Google vs. China: A matter of principle
After suffering what it called a “sophisticated cyber-attack” on the private e-mail accounts of Chinese dissidents, Google announced that it would stop censoring its Chinese search engine.
“Good for Google,” said The Washington Post in an editorial. The Internet giant announced last week that it would stop censoring its Chinese search engine, after suffering what it called a “sophisticated cyber-attack” on the private Google e-mail accounts of Chinese dissidents. Google stopped short of blaming Beijing directly for the attack, but the company’s actions speak volumes. Since 2006, Chinese users searching for “Tiananmen Square massacre” or “Dalai Lama” have come up empty. Now, says Google, all searches will be unfiltered, even if it means the company’s expulsion from China and the loss of around $600 million in annual revenue. Google’s motto is “Don’t be evil,” said Rebecca McKinnon in The Wall Street Journal. But four years ago, Google gave in to its greed for the vast Chinese Internet market and agreed to help Beijing “lie to its people.” In China, Google users could find no information about the country’s poisoned drinking water and foodstuffs, or the substandard buildings that crumbled in the 2008 earthquake, killing thousands. But now, with this startling announcement, “Google has taken a bold step onto the right side of history.”

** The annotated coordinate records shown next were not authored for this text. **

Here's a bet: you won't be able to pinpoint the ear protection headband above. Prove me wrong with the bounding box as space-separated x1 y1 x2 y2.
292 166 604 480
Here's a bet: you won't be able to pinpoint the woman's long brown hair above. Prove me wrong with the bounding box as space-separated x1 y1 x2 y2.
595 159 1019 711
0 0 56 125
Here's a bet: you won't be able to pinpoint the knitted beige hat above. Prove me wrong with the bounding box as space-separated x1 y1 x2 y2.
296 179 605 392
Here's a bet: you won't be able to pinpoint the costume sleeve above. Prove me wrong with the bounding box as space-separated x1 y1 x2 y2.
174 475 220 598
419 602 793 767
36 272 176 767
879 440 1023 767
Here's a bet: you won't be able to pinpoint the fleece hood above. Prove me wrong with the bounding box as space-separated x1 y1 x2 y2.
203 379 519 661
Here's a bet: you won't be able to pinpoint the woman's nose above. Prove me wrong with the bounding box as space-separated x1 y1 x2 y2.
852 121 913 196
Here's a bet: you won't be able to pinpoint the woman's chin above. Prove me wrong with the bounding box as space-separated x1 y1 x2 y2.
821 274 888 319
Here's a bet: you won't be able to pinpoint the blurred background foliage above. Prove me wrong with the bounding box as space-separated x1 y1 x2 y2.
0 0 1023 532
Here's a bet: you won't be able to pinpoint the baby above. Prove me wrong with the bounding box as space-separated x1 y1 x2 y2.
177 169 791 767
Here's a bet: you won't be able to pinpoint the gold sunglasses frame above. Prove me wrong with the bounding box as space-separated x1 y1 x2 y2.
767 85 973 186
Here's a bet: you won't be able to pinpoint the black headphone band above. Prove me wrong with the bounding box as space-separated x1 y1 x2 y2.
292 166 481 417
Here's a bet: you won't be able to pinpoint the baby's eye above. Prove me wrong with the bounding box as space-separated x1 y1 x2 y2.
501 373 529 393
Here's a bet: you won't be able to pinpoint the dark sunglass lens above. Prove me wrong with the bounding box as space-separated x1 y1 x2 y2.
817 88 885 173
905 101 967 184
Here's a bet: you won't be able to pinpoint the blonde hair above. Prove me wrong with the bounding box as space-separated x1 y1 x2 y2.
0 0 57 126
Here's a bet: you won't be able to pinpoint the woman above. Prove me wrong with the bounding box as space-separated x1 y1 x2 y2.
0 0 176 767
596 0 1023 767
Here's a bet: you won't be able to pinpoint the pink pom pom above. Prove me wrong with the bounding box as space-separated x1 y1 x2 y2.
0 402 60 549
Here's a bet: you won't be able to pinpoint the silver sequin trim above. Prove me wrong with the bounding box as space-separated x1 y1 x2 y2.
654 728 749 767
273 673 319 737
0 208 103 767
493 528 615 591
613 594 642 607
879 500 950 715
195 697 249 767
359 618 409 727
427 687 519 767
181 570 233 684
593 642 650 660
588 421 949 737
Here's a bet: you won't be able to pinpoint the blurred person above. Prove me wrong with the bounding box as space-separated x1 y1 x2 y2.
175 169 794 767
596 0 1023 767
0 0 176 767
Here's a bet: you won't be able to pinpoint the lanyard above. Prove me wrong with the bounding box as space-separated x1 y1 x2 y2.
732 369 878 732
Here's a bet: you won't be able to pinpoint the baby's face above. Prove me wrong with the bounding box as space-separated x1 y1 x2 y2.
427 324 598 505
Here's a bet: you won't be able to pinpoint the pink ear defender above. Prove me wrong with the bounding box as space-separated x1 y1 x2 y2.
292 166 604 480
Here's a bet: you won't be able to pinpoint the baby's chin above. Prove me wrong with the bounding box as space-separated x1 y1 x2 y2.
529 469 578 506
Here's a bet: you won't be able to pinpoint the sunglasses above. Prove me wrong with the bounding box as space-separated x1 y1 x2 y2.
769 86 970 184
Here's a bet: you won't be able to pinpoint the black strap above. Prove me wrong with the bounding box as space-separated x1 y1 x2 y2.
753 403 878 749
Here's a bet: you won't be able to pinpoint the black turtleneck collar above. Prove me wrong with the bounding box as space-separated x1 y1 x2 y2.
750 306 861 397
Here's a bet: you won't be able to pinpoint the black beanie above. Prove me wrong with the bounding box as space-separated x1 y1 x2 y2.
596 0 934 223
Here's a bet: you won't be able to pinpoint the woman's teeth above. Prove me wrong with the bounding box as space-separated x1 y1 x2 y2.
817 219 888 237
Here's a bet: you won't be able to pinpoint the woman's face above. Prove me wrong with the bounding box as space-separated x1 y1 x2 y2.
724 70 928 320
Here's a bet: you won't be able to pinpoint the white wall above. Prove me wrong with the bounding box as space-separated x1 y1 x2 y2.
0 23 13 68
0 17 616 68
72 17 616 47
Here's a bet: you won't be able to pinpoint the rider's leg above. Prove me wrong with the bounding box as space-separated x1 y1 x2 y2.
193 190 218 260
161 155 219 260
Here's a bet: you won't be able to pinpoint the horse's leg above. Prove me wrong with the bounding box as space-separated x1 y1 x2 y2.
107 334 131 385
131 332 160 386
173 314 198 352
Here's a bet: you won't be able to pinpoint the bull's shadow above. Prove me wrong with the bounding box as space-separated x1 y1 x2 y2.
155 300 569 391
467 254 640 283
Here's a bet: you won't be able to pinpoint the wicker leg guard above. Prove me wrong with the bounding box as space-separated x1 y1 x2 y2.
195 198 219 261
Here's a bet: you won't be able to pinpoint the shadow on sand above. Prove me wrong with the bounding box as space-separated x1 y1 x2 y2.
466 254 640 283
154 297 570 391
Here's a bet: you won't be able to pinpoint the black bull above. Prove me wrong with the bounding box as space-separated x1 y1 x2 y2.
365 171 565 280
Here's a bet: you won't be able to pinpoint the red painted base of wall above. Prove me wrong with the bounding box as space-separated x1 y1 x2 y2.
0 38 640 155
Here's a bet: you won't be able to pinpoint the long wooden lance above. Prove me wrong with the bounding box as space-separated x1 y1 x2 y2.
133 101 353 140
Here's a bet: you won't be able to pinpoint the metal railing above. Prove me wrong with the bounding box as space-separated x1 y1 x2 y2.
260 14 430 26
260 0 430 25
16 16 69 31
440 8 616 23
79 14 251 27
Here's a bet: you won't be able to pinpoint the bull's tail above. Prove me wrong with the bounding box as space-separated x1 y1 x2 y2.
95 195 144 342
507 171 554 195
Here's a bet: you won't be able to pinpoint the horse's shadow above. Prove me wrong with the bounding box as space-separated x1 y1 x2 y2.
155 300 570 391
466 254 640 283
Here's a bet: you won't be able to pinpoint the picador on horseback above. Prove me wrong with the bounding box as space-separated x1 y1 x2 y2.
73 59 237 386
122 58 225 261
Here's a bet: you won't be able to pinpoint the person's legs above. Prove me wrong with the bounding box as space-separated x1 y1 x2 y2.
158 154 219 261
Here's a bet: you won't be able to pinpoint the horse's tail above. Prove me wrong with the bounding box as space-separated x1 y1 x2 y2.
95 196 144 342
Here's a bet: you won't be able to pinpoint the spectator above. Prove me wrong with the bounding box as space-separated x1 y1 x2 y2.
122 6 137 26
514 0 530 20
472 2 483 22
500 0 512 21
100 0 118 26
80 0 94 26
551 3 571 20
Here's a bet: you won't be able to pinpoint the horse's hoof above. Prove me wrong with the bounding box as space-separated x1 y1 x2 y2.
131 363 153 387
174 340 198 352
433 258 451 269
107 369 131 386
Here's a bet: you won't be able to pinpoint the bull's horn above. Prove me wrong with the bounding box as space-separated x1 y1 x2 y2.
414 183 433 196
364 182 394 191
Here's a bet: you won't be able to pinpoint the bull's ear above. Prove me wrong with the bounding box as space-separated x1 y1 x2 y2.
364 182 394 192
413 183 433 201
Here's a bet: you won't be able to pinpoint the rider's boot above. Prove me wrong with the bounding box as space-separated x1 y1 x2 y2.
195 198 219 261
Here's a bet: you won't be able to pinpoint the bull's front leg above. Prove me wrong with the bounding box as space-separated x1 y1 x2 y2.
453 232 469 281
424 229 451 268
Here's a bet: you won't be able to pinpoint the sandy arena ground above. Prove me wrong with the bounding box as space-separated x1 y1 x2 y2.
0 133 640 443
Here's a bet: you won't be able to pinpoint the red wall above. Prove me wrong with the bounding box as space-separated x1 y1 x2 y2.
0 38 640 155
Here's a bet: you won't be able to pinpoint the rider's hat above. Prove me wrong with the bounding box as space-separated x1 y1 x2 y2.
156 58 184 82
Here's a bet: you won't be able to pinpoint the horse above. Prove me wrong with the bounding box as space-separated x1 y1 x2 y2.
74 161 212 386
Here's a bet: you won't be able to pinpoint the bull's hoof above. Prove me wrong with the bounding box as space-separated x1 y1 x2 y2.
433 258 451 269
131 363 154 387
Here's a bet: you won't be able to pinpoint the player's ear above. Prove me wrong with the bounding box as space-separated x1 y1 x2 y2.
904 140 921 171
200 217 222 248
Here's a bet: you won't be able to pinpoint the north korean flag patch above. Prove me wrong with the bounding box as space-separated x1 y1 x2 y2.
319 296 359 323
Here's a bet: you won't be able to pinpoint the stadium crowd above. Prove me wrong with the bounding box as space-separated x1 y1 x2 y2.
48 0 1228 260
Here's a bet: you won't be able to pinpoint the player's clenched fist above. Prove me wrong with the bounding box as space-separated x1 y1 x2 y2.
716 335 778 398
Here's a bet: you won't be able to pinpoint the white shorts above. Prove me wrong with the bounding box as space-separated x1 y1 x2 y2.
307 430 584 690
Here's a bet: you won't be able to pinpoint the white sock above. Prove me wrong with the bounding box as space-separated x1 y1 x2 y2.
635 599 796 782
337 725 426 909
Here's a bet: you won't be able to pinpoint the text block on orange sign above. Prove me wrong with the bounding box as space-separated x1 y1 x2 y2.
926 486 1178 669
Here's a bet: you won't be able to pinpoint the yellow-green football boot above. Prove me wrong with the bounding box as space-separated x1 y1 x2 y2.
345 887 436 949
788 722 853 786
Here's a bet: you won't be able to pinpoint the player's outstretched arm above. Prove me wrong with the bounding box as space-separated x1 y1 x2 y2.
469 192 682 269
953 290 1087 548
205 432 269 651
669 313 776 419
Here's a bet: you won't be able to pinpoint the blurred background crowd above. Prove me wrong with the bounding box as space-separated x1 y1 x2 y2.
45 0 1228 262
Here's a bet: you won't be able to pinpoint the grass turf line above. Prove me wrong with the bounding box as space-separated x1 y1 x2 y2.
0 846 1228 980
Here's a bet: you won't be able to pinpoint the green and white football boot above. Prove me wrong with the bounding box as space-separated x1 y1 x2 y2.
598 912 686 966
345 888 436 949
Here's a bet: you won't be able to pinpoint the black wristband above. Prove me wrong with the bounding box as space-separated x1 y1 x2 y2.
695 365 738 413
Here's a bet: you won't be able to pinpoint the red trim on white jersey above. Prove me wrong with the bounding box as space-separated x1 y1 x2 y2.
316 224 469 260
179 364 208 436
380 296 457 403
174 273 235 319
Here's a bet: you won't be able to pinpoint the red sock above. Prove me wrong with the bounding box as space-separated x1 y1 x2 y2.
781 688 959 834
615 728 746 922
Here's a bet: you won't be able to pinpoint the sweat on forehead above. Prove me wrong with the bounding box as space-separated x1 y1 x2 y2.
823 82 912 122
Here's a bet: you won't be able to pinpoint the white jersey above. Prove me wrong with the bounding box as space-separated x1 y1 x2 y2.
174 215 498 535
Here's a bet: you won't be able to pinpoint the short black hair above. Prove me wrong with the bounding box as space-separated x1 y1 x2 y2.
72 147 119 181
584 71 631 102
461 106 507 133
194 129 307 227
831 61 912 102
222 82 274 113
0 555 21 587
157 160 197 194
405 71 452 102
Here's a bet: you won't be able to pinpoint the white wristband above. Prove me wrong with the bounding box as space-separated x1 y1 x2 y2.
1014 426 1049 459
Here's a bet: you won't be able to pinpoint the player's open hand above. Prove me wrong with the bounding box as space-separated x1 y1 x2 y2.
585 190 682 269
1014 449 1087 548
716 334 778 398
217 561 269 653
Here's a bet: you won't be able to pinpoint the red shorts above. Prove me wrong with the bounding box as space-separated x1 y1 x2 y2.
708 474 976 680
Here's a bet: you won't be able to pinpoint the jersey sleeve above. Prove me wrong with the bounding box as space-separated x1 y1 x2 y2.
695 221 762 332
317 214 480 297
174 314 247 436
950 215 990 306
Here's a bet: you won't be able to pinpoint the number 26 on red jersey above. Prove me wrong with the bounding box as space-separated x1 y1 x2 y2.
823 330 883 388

But what took it so long? said Froma Harrop in The Providence Journal-Bulletin. Google knew from the outset that Beijing was in the business of persecuting dissidents, yet this supposed “human-rights superhero” of a corporation decided to play ball regardless. Could it be that this sudden attack of conscience has more to do with Google’s sliding market share (down to 14 percent) in China? Or its fear that priceless source code might be hacked and given to Chinese-run search-engine rivals? If Google wanted to do the right thing, said Daniel Indiviglio in USA Today, it would stay in China and keep fighting for Internet freedom. Giving up and closing shop would be “cowardly,” granting China’s repressive regime “a firmer grasp over Internet searches.”
Google’s choice here is a truly difficult one, said George Walden in the London Times. Back in 2006, China seemed to be moving in the right direction, toward greater freedom and engagement with the world. Google believed then that its presence in China, even censored, would speed up this process of modernization. Since then, however, “the moral wind in China has changed,” and Beijing is now tightening, not relaxing, its grip on its people, and using the Internet to go after dissidents. Given that turn of events, Google has decided—to its credit—that a relationship that was always morally questionable has become morally indefensible.